Object to an alcohol licence
Whakahē i te tuku raihana waipiro
When a business applies for an on-licence, off-licence, or club licence, new or renewed, they are required to publicly notify it.
Public notices for alcohol licence applications
You can see public notices for alcohol licence applications at www.alcoholnotices.co.nz.
You can also get email notifications of public notices for alcohol licence applications. Public notices are also posted in local newspapers or the Sunday Star-Times if no local paper is available.
Objection period for alcohol licence applications
Once the public notice has been posted online, there is a 15-working-day period to object to the council.
Any person who has a 'greater interest' than the general public in an application for an alcohol licence, may object to the grant or renewal of that licence.
What is 'greater interest'?
A person with a 'greater interest' may be a resident or business located in the same street as the proposed or existing business applying for an alcohol licence.
On the other hand, someone who is concerned about the effects of alcohol on the community in general, but who lives in a different area, may not meet the criteria for 'greater interest'.
Criteria for objecting to alcohol licence applications
The Sale and Supply of Alcohol Act 2012 (section 105) outlines the only grounds for objecting to the application for a new, or renewed, alcohol licence.
The object of the act is that:
- alcohol sales, supply and consumption should be undertaken safely and responsibly
- harm caused by the excessive or inappropriate consumption of alcohol should be minimised.
What you can object about
For all alcohol licence applications
- Suitability of the applicant.
- Any relevant local alcohol policy.
- Days and hours when alcohol will be sold.
- The design and layout of the premises.
- Other goods and services offered at the premises apart from food and alcohol.
- Whether the applicant has the appropriate systems, staff and training to comply with the law.
For new alcohol licence applications only
- Whether the amenity and good order of the locality would likely be reduced, to more than a minor extent, by the effects of the issue of the licence.
- Whether the amenity and good order of the locality are already so badly affected by existing licences that it is not desirable to issue any further licences.
- Amenity and good order includes consideration of noise, nuisance, vandalism, nearby sensitive sites such as schools, and the density of licensed premises in the area.
For renewal alcohol licence applications only
- Whether the amenity and good order of the locality would likely be increased, by more than a minor extent, by the effects of a refusal to renew the licence.
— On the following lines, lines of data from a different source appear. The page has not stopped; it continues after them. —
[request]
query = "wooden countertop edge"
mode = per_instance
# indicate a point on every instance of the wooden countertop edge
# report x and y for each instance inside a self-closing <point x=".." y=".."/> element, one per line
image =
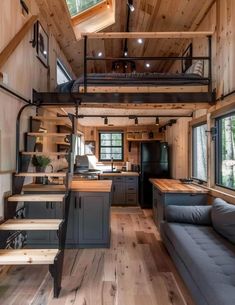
<point x="198" y="189"/>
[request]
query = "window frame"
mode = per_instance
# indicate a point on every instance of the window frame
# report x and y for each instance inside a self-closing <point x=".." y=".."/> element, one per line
<point x="122" y="146"/>
<point x="218" y="150"/>
<point x="63" y="69"/>
<point x="193" y="160"/>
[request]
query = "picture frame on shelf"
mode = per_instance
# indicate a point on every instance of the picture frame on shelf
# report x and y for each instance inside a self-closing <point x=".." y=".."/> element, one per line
<point x="187" y="61"/>
<point x="89" y="147"/>
<point x="42" y="43"/>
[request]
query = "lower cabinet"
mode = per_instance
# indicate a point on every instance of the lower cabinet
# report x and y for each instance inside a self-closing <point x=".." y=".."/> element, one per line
<point x="94" y="220"/>
<point x="124" y="189"/>
<point x="88" y="221"/>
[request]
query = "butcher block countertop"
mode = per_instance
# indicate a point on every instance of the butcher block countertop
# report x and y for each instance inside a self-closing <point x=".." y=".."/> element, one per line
<point x="101" y="186"/>
<point x="44" y="188"/>
<point x="120" y="174"/>
<point x="175" y="186"/>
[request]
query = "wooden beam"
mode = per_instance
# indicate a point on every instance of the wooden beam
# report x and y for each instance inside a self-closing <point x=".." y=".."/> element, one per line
<point x="15" y="41"/>
<point x="136" y="35"/>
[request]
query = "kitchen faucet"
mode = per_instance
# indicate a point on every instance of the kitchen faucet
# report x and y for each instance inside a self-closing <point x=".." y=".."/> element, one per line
<point x="112" y="168"/>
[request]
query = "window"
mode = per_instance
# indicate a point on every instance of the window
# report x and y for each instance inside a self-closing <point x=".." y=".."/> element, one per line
<point x="62" y="76"/>
<point x="225" y="151"/>
<point x="199" y="166"/>
<point x="111" y="146"/>
<point x="78" y="6"/>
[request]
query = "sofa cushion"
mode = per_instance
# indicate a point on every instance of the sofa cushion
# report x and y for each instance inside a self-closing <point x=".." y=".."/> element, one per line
<point x="209" y="259"/>
<point x="223" y="219"/>
<point x="200" y="215"/>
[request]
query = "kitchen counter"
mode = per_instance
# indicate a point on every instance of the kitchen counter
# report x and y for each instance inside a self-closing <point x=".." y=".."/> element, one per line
<point x="122" y="174"/>
<point x="44" y="188"/>
<point x="175" y="186"/>
<point x="98" y="186"/>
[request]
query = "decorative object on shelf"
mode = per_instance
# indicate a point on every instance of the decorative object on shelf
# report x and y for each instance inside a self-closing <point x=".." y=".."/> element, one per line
<point x="89" y="147"/>
<point x="187" y="62"/>
<point x="41" y="41"/>
<point x="41" y="162"/>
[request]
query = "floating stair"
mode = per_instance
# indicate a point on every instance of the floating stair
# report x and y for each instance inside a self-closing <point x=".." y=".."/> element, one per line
<point x="37" y="198"/>
<point x="31" y="224"/>
<point x="28" y="256"/>
<point x="41" y="174"/>
<point x="46" y="153"/>
<point x="48" y="134"/>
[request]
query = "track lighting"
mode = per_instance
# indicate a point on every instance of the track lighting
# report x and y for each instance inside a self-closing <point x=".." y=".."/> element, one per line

Amenity and good order includes consideration of noise, nuisance, vandalism.
You should know
Trade-related objections from other licensed businesses are not valid grounds for objection under the act.
If you are objecting to a new alcohol licence application for premises that are already licensed, and the new applicant is seeking the same terms and conditions as the existing licence, the only ground you can object under is the suitability of the applicant.
How to make an objection
If you'd like to object to an alcohol licence application, you'll need to:
- notify us in writing that you wish to object and the reasons why (you must refer to the relevant criteria listed above)
- make sure to include your full name, address, email address and contact telephone number.
You need to file your objection with us within 15 working days of the first online public notice announcing an application has been made.
Send your objection to:
Private Bag 92300
Victoria Street West
If we receive a posted objection later than the allowable 15 working-day time frame, we may not be able to consider it.
If you are concerned, contact us to organise a hand-delivery or email your objection.
What happens next
When we receive your objection, we will:
- send you an acknowledgement letter
- send a copy of the objection to the applicant.
- submit your objection to the Auckland District Licensing Committee (DLC) for their consideration.
If the DLC believes the objection meets the criteria for objection, they will schedule a hearing and notify everyone involved.
You don't have to attend the hearing, but if you don't appear to answer questions on your objection, it may hinder the consideration the DLC gives to your objection.
If you need assistance in preparing a written objection, or preparing for a hearing, refer to the Health Promotion Agency's advice.